La F.N.A. non ritiene che ricorrano i presupposti per licenziare e che si cerchi l’avallo del sindacato per poter semplicemente allontanare i lavoratori più anziani, che sono solo più costosi: questa politica non è certamente nuova nel mercato assicurativo e viene chiamata svecchiamento ed è stata sempre condotta, sino ad oggi, con uscite volontarie incentivate. A fronte di una riorganizzazione che presenta alcune carenze, in cui sono stati scarsamente attesi i criteri stabiliti nell’accordo di fusione del 18 dicembre 2013, e non sono stati garantiti, tra l’altro, l’equilibrio quali-quantitativo delle attività tra le diverse piazze e la valorizzazione delle professionalità ivi presenti, assumerebbe un’importanza strategica l’estromissione dei famosi 321 esuberi (stranamente questo numero è rimasto immutato malgrado le diverse fuoriuscite degli ultimi mesi!) che, come agnelli sacrificali, consentirebbero finalmente di poter dare attuazione agli interventi di risanamento per il raggiungimento degli obiettivi aziendali di contenimento dei costi! Oltre a generare uno scontro generazionale, con conseguente divisione dei colleghi che favorisce soltanto l’azienda, vengono violati i diritti individuali dei lavoratori. Rammentiamo che questa manipolazione dei diritti apre una strada molto pericolosa e, una volta introdotto, il principio dell’obbligatorietà in futuro potrebbe colpire altre categorie di lavoratori, a partire dal prossimo piano industriale (2016), che potrebbe prevedere il “sacrificio” di un numero ben più elevato di colleghi: non solo quelli con i requisiti per la pensione o l’accesso al fondo di solidarietà, ma anche coloro che sono impiegati in attività non ritenute essenziali o esternalizzabili. UnipolSai ha, inoltre, da poco tempo acquisito il gruppo Fondiaria Sai, con ineccepibili capacità imprenditoriali, che hanno consentito un enorme balzo in avanti del Gruppo, non solo in termini di fatturato ma anche di profittabilità. Purtroppo, la dichiarata volontà di uscire dall’Ania, se non vengono conseguiti una ridefinizione degli organismi e la nomina di un nuovo Presidente, nonché la determinazione di introdurre, per primi nel settore, i licenziamenti collettivi segnano un cambio di marcia nella strategia tradizionale di Unipol che trova precedenti nell’operato di Marchionne in Fiat e nel Governo Renzi, a proposito dei Jobs Act.

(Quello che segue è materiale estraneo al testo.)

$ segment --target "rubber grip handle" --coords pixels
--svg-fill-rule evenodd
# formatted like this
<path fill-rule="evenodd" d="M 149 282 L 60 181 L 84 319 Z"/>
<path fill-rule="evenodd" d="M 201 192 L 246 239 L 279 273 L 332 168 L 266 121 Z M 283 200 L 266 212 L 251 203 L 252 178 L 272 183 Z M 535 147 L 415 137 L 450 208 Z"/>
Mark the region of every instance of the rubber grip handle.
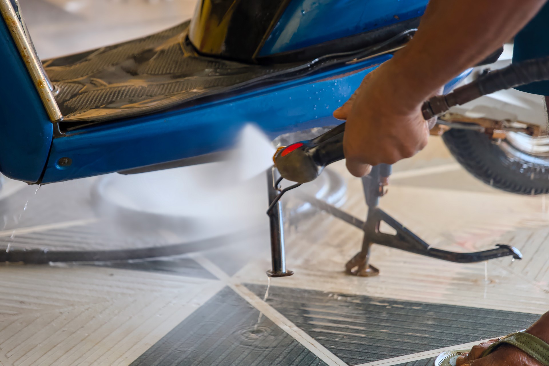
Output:
<path fill-rule="evenodd" d="M 326 166 L 345 159 L 345 123 L 310 140 L 287 146 L 274 155 L 274 165 L 282 177 L 304 183 L 315 180 Z"/>

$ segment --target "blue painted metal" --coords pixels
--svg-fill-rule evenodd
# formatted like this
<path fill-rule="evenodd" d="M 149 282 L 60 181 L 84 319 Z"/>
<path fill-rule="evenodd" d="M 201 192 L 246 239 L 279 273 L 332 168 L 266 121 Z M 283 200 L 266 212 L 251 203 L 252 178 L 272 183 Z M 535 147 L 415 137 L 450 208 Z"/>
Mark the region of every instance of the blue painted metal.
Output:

Come organizzazione sindacale abbiamo sempre tutelato e continuiamo a tutelare, in tutte le compagnie, le ragioni e i diritti dei lavoratori di qualsiasi età e non possiamo, né vogliamo modificare o cedere diritti individuali.
Nel corso dell’incontro di domani (23 dicembre) con l’amministratore delegato, saremo disponibili a ricercare tutte le soluzioni che il buon senso ci potrà suggerire, ma saremo fermi rispetto ai valori che ci animano ed al patrimonio sociale e culturale che il settore ha saputo raggiungere“.